La pizza è un piatto tipico della cucina mediterranea e napoletana in particolare, che ha conosciuto un enorme successo in tutto il mondo. Si tratta di un piatto molto semplice, costituito da farina di grano, salsa di pomodoro, olio di oliva, sale e aromi vari.

Col tempo sono stati creati molti tipi di pizza, che oltre agli ingredienti suddetti ne contengono molti altri, anche di tipo proteico come salumi, carni e pesci e non proteico come verdure di vario tipo.

La pizza nella sua ricetta originaria ha un potere nutritivo piuttosto buono, costituito in gran parte dai carboidrati contenuti nella farina, ai quali si aggiungono piccole quantita di grassi prevalentemente di tipo insaturo presenti nell’olio e nel pomodoro e piccolissime quantità di proteine.

Va detto che i grassi insaturi sono utili alla salute in quanto non aumentano i livelli di colesterolo e di trigliceridi nel sangue e che alcune sostanze presenti nel pomodoro e anche nell’olio di oliva, come il licopene, l’acido alfa lipoico e l’oleuropeina, sono dei potenti antiossidanti capaci di proteggere l’organismo dai gravi danni procurati dai radicali liberi.

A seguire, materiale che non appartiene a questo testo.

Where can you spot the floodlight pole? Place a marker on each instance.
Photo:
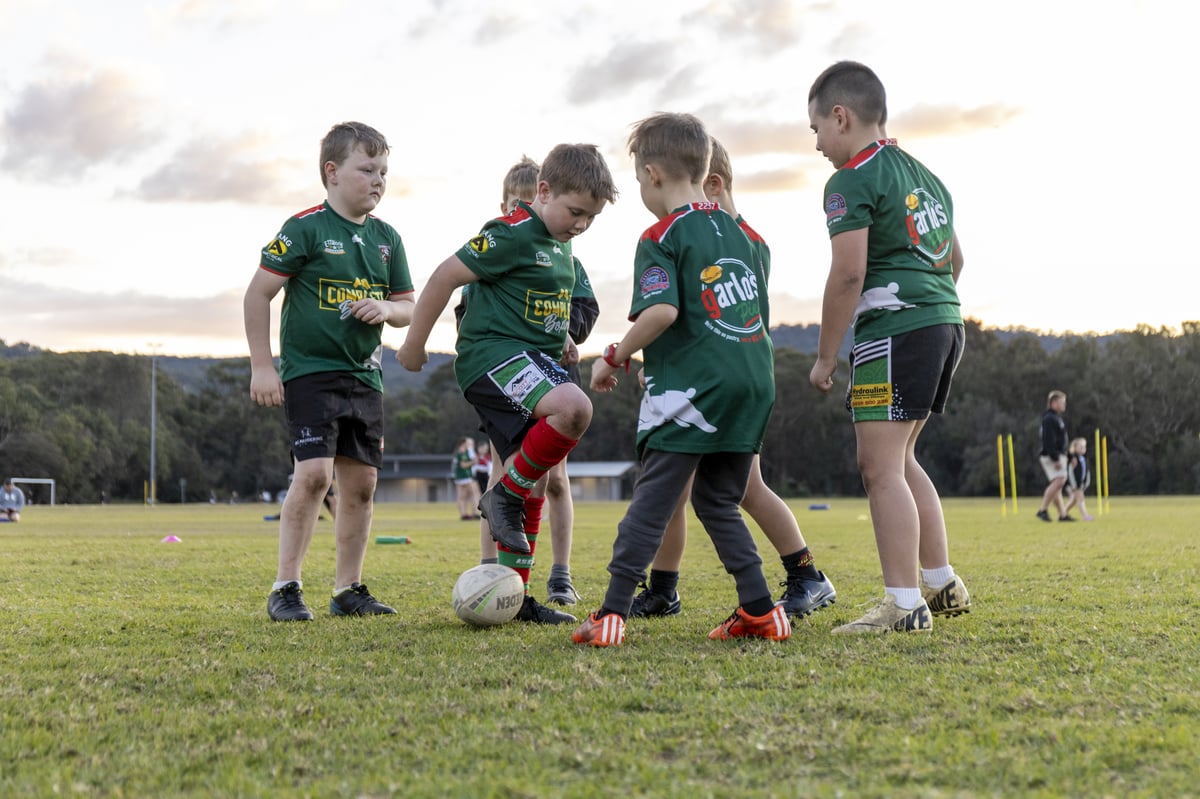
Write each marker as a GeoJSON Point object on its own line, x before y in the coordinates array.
{"type": "Point", "coordinates": [154, 416]}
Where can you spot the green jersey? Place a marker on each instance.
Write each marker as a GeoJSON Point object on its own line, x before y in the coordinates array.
{"type": "Point", "coordinates": [522, 299]}
{"type": "Point", "coordinates": [331, 262]}
{"type": "Point", "coordinates": [910, 282]}
{"type": "Point", "coordinates": [711, 376]}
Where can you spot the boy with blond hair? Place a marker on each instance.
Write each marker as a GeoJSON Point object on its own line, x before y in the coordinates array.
{"type": "Point", "coordinates": [893, 274]}
{"type": "Point", "coordinates": [807, 589]}
{"type": "Point", "coordinates": [345, 275]}
{"type": "Point", "coordinates": [514, 334]}
{"type": "Point", "coordinates": [699, 316]}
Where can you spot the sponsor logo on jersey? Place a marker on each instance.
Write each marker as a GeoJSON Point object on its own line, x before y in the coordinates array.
{"type": "Point", "coordinates": [277, 248]}
{"type": "Point", "coordinates": [929, 227]}
{"type": "Point", "coordinates": [835, 208]}
{"type": "Point", "coordinates": [549, 311]}
{"type": "Point", "coordinates": [653, 281]}
{"type": "Point", "coordinates": [483, 242]}
{"type": "Point", "coordinates": [729, 290]}
{"type": "Point", "coordinates": [335, 295]}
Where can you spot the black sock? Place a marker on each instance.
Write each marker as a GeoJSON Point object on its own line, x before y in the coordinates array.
{"type": "Point", "coordinates": [760, 607]}
{"type": "Point", "coordinates": [801, 564]}
{"type": "Point", "coordinates": [664, 583]}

Le pizze più elaborate e più ricche di altri ingredienti sviluppate successivamente aggiungono a questo i benefici della verdura, ricca di fibre vegetali e di altri utili micronutrienti, e le proteine tratte dalle carni e dai pesci. In questo modo queste pizze possono costituire un alimento completo e un buon piatto unico per un pasto veloce e non troppo elaborato.